Meet Shantanea Walker
Year: Junior | Major: Exercise Physiology | Hometown: Columbus, GA
If you could share an afternoon with anyone, who would it be and why?
“I would love to meet Fannie Lou Hammer, Daisy Bates, and any of the old original feminists who started pushing things. I would love to just have a conversation about the hardships they had to go through but also the fire that they had for it.”
What do you feel like your role is as a feminist in the world today? What are the things you’re pushing for?
“One of my main things is equality within women. I think that’s where it starts. We can’t expect men or other people to want to make us their equals when we as women tear each other down every chance that we get. Not saying that I don’t do it because I do it from time to time, but I like to do a reality check and just say, ‘Ok, her winning doesn’t decrease my success, and my success doesn’t have to decrease hers.’”
Is there a saying or quote that you like to live by?
“My favorite quote is by Nelson Mandela, and it is, ‘Lead from the back, and let others believe they’re in the front.’ I like that quote a lot because I think that all too often we don’t give our praises to those in the background, who are really the foundation for events or things like that. I’m also the type of person who doesn’t like the attention to be on me for long periods of time. My face gets red and I get all flustered. But I really like to be involved. I love to do different things on campus, but if I could be in the background working, that’s more of my comfort zone. One thing I love about VSU is that I have the opportunity to get a little bit of both. I’ve been in the forefront, and now I’m in the background.”
If you could do anything with your life, and you knew that you could not fail and that money was no object, what would you do and why?
“Oh that’s easy. I would be a performer. I sing all day, every day, and I don’t have the talent. If I knew that I could make music and it would be 100 percent successful, I would travel across the world and sing my heart out.”
Who is your favorite band or artist?
“I go through these different phases where I have favorite artists over time. So right now, Tori Kelly just dropped a gospel album, and it is the most beautiful album I’ve ever heard. I would definitely say she’s my favorite female artist right now.”
What is your most memorable experience at VSU?
“My most memorable experience at VSU would probably be the pageant I won in the spring. I am the Delta Phi Chapter of Iota Phi Theta Fraternity, Incorporated’s 2018 Miss Class and Culture. Prior to it, I would have not done a pageant. On the surface, when I didn’t know more about pageants, I didn’t like what they stood for. I thought it was just us focusing on beauty and the correct body size and not the correct body size.”

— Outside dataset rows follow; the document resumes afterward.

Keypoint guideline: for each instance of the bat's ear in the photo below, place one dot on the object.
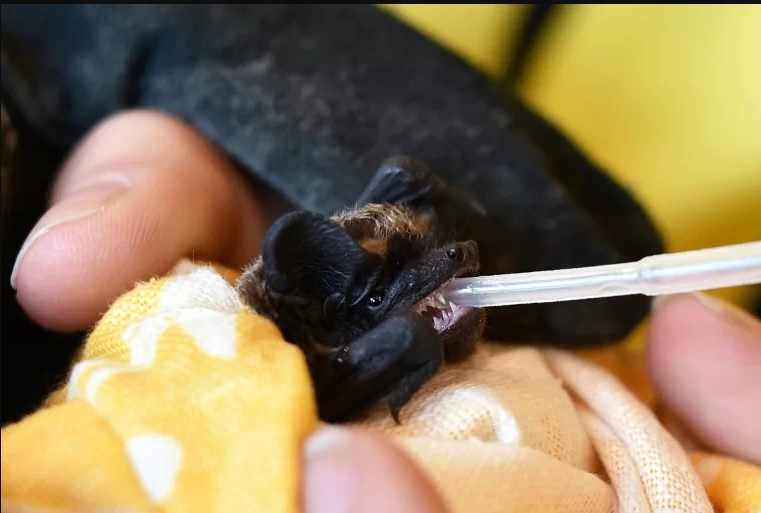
(402, 181)
(308, 255)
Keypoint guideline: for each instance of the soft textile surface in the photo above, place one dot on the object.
(184, 400)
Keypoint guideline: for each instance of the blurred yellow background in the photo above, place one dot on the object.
(667, 97)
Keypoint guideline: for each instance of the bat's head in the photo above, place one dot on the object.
(328, 281)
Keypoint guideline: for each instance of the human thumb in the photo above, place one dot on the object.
(350, 471)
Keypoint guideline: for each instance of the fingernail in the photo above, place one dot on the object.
(83, 203)
(331, 472)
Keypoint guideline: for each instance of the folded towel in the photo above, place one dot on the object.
(183, 399)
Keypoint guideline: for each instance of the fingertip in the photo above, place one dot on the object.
(703, 357)
(141, 192)
(355, 471)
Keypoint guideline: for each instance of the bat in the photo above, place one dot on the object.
(358, 291)
(301, 100)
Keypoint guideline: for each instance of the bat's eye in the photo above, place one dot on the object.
(375, 299)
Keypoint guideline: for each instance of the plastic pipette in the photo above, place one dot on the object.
(670, 273)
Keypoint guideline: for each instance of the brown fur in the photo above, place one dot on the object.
(373, 225)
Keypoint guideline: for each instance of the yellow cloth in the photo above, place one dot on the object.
(185, 401)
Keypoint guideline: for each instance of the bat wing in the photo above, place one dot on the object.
(301, 97)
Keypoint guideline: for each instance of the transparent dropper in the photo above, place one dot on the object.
(670, 273)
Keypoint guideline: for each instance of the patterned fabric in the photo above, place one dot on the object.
(184, 400)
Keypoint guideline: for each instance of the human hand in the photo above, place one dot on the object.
(144, 190)
(139, 193)
(704, 358)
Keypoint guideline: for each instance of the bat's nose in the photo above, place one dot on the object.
(464, 252)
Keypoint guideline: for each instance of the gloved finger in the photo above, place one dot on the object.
(140, 192)
(704, 358)
(360, 472)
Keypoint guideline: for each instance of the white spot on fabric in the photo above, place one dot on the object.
(213, 332)
(97, 378)
(143, 337)
(203, 288)
(709, 469)
(156, 459)
(76, 373)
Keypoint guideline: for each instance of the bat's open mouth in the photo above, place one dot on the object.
(444, 314)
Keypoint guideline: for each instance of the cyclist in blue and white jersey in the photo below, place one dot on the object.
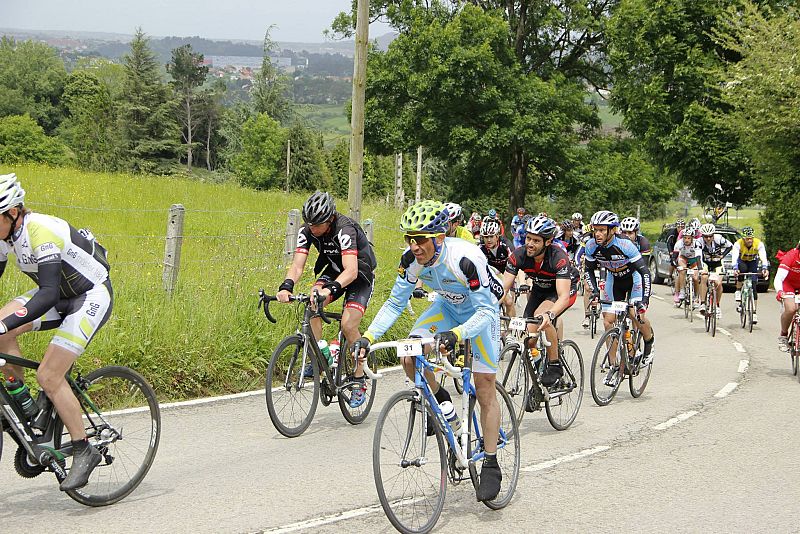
(627, 276)
(465, 307)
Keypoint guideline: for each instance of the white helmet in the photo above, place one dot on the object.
(11, 192)
(708, 229)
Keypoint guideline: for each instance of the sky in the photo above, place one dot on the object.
(294, 20)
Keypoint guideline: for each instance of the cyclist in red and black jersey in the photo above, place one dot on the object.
(553, 284)
(345, 266)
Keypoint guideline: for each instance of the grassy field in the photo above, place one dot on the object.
(208, 337)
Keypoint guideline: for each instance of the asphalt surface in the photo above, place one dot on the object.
(683, 457)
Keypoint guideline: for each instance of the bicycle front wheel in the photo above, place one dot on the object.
(602, 393)
(508, 447)
(514, 378)
(291, 398)
(567, 393)
(123, 421)
(411, 483)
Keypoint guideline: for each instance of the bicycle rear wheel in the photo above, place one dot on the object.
(347, 367)
(291, 398)
(601, 392)
(508, 450)
(411, 493)
(566, 395)
(514, 377)
(123, 421)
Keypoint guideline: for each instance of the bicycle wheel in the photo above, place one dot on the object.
(411, 492)
(347, 367)
(508, 456)
(514, 377)
(639, 375)
(601, 392)
(123, 421)
(566, 395)
(291, 399)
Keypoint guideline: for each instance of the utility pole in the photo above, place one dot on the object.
(356, 174)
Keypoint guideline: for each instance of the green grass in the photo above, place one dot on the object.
(208, 337)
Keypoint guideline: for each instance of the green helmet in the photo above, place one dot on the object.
(425, 216)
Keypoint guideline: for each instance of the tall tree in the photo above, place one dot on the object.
(188, 74)
(147, 120)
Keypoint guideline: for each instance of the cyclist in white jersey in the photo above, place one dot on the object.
(74, 296)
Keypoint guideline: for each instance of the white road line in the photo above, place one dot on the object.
(675, 420)
(326, 520)
(724, 392)
(568, 458)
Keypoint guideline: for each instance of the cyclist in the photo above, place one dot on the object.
(345, 266)
(465, 307)
(715, 247)
(553, 285)
(497, 252)
(630, 228)
(689, 252)
(454, 228)
(748, 252)
(627, 278)
(74, 296)
(787, 281)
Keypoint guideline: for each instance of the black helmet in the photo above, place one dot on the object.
(319, 208)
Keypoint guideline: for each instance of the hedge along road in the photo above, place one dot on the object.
(692, 453)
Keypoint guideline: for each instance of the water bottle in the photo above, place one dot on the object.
(334, 348)
(449, 412)
(22, 395)
(326, 351)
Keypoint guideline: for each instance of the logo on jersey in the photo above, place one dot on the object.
(345, 241)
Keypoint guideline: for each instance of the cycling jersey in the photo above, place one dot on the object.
(498, 256)
(345, 237)
(467, 297)
(621, 258)
(72, 273)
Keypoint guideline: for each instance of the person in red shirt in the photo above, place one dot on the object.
(787, 283)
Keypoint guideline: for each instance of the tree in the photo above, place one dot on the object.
(270, 87)
(188, 73)
(31, 81)
(147, 119)
(258, 163)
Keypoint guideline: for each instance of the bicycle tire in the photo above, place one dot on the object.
(288, 374)
(600, 365)
(357, 415)
(639, 376)
(407, 428)
(508, 457)
(514, 377)
(128, 408)
(561, 419)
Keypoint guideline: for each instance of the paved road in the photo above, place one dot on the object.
(679, 458)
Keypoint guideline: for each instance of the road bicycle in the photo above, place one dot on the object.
(521, 372)
(618, 355)
(292, 398)
(411, 469)
(122, 420)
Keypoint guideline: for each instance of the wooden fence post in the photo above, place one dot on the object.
(172, 248)
(292, 229)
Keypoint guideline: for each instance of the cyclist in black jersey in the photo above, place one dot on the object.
(497, 251)
(553, 285)
(73, 296)
(345, 266)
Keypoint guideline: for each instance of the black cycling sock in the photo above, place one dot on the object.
(442, 395)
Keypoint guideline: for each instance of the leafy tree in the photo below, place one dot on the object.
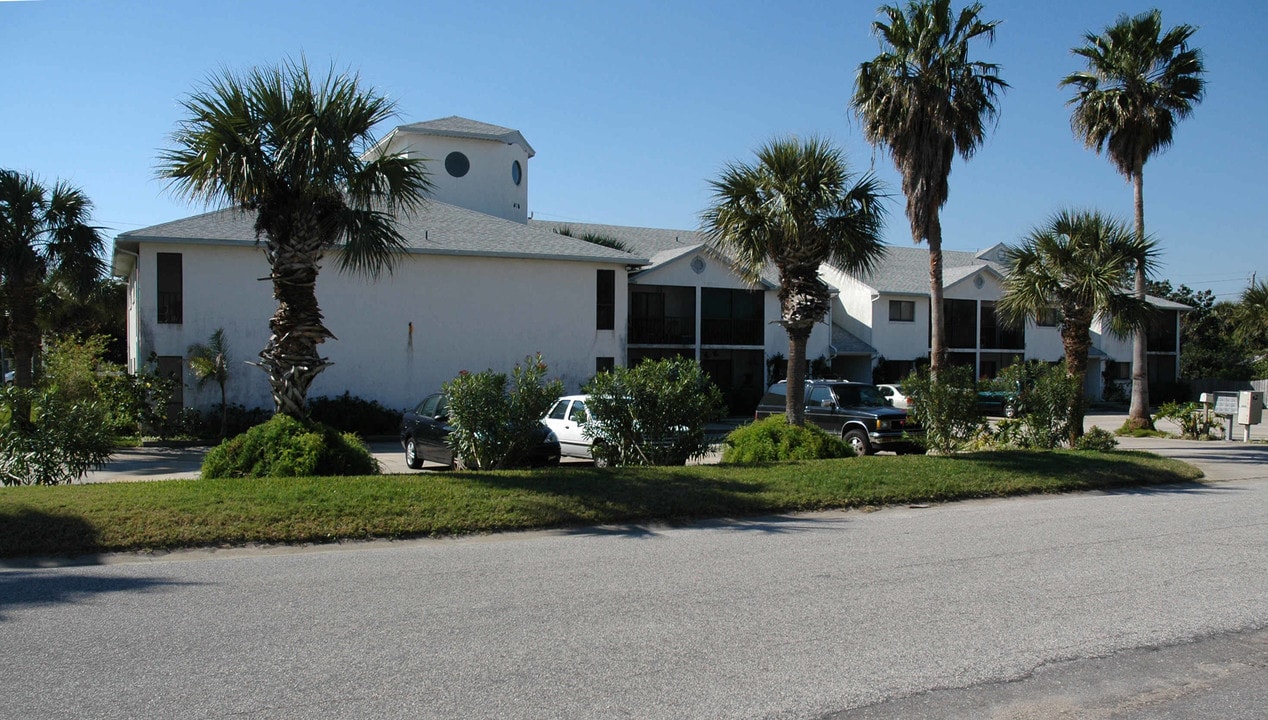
(926, 102)
(299, 155)
(1080, 264)
(209, 363)
(497, 421)
(1209, 345)
(1138, 84)
(45, 241)
(796, 208)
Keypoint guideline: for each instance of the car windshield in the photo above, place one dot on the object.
(859, 396)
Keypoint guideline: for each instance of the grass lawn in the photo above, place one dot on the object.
(69, 520)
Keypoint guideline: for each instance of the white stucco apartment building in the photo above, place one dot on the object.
(482, 285)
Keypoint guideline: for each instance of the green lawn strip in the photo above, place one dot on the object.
(71, 520)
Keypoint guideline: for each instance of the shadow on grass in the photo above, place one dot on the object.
(20, 588)
(32, 534)
(1110, 472)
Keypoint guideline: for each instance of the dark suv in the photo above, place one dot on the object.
(855, 411)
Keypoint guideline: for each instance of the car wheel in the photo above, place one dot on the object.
(857, 440)
(411, 455)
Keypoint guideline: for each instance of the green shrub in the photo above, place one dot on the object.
(496, 426)
(287, 448)
(947, 410)
(1045, 396)
(774, 440)
(1097, 440)
(62, 440)
(1195, 421)
(654, 413)
(350, 413)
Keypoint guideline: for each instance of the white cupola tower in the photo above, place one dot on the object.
(472, 165)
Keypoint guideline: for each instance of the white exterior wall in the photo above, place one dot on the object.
(1044, 342)
(898, 340)
(853, 307)
(468, 313)
(487, 186)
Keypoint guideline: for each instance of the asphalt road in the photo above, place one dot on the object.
(1150, 601)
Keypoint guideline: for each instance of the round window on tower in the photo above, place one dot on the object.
(457, 164)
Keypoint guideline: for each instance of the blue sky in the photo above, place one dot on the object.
(633, 107)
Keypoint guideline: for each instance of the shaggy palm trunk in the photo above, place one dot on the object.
(1138, 416)
(937, 342)
(291, 358)
(804, 301)
(24, 339)
(1077, 341)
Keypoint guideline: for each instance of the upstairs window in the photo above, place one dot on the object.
(169, 283)
(902, 311)
(605, 302)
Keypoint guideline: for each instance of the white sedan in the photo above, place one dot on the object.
(567, 418)
(894, 394)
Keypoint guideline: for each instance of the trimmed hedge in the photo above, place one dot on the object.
(774, 440)
(287, 448)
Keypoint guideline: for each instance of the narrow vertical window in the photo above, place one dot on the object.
(170, 285)
(605, 303)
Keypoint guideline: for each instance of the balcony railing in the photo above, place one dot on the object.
(662, 330)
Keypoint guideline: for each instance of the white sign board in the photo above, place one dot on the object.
(1226, 405)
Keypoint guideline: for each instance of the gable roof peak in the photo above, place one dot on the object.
(457, 126)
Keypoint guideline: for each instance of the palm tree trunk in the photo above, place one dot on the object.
(1077, 340)
(291, 358)
(24, 340)
(794, 403)
(937, 340)
(1138, 416)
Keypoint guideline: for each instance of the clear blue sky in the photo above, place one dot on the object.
(633, 107)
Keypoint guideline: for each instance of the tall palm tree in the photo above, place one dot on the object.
(796, 208)
(1082, 265)
(209, 363)
(925, 100)
(1139, 83)
(45, 241)
(297, 154)
(1252, 317)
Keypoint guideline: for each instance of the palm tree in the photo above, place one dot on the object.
(46, 241)
(1138, 85)
(798, 207)
(211, 363)
(1082, 265)
(299, 155)
(925, 100)
(1250, 313)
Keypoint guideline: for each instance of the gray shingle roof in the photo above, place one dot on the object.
(454, 126)
(905, 270)
(436, 228)
(661, 245)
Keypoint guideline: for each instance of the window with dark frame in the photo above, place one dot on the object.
(1048, 317)
(169, 283)
(902, 311)
(605, 302)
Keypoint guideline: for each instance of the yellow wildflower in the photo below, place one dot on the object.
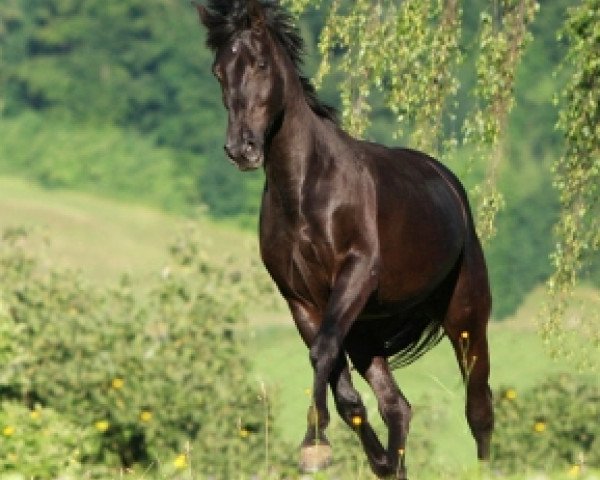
(180, 461)
(574, 471)
(102, 425)
(145, 416)
(117, 383)
(510, 394)
(539, 426)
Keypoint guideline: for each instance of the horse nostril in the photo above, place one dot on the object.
(249, 145)
(227, 148)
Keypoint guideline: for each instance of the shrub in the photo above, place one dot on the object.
(553, 426)
(156, 378)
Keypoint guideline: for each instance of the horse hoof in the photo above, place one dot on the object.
(315, 457)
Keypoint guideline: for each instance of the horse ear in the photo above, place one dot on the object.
(257, 15)
(202, 13)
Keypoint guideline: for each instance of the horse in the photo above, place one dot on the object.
(374, 249)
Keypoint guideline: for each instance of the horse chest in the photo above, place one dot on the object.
(301, 267)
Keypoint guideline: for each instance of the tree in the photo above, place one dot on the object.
(410, 52)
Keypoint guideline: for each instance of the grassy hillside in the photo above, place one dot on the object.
(519, 360)
(104, 239)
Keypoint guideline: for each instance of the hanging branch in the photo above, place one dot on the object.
(502, 41)
(440, 81)
(408, 52)
(577, 173)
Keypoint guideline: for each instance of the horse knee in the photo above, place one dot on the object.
(324, 351)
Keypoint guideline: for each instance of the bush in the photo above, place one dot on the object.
(154, 379)
(553, 426)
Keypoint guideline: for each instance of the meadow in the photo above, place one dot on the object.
(104, 239)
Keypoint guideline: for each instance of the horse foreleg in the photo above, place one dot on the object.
(353, 286)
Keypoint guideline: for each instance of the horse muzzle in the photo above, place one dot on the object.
(246, 156)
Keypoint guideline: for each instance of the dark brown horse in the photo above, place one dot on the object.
(373, 248)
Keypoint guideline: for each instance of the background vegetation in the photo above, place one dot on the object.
(112, 340)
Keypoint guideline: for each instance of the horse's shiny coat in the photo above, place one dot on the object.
(373, 248)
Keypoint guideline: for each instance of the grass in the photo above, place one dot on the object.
(104, 238)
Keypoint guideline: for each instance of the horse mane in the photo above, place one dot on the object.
(227, 18)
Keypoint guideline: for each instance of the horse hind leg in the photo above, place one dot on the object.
(395, 411)
(466, 327)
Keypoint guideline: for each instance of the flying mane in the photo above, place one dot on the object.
(227, 18)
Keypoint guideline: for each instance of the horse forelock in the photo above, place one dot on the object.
(226, 19)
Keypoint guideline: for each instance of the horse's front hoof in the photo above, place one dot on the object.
(315, 457)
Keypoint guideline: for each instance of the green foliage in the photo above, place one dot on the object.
(577, 173)
(155, 379)
(553, 426)
(503, 35)
(126, 63)
(40, 443)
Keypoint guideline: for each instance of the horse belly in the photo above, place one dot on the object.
(416, 256)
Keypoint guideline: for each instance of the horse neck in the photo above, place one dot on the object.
(292, 152)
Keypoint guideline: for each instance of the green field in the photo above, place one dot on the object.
(104, 239)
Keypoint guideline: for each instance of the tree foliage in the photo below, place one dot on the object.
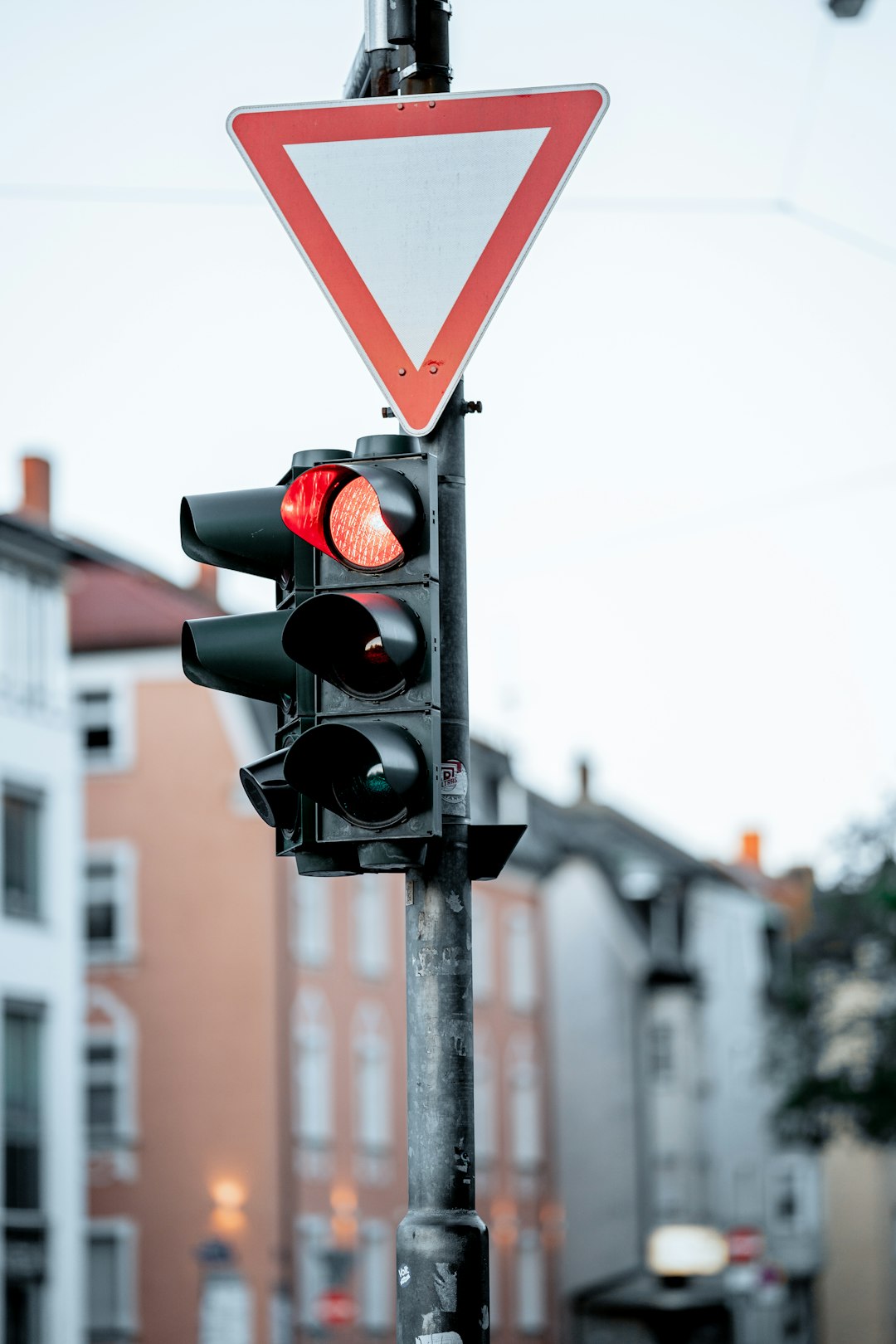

“It was very nerve-racking, but I’m proud of myself because it taught me discipline and it definitely helped my confidence. I learned to walk with my head held high versus always looking at the ground. I grew as a person, and then I just so happened to have won and now I have a family with Iota and that’s great.”
If you could talk to your freshman self, what would you say?
“I would definitely say to calm down. I have a lot of bad anxiety. I worry about things a lot, even though, not to brag or anything, I’m very successful in what I do. I tend to worry about exams. I worry about events being successful. So I would tell myself then to start building in traits that would lower my anxiety so that I would have them now at 21 years old when I’m trying to figure out how to not stress about every little detail. I would definitely tell her you’re going to do great. You’re going to succeed. Just calm down.”
What is something you’re super passionate about?
“I am an exercise physiology major and an African-American studies minor. Prior to college, I was very good in history. I could spit out dates and facts. When I got to college and became an AFAM minor, I learned more African-American history that I wasn’t taught in high school. Something that kind of ignited a fire in me was that we aren’t taught that. Why aren’t we taught what African-Americans contributed to America, other than slavery? Becoming an AFAM minor and meeting with other AFAM minors, I’ve grown this passion for seeing other African-Americans, male or female, succeed and helping them to find their voice and to know their history. That’s something that I’m going to make sure my children know because I didn’t like the fact that I was 19 years old before I learned about certain aspects that African-Americans played a role in when forming America.”
For people who haven’t had that education in African-American history that you had, what would you want them to know?
“That African-American history does not start with slavery, contrary to what you are taught for years and through K-12. We originate from kings and queens. Our lineage starts in successful civilizations that we might not have known about, that we can still know about. So that would be where I start because I think that plays a huge role in the mentality of African-Americans today…like ‘Oh, well my ancestors struggled, so I’m going to struggle.’ No, we originated from somewhere extremely, extremely powerful that we built ourselves. And if you have that mindset, you can’t be defeated. There’s nothing that this world can say to you that will defeat you.”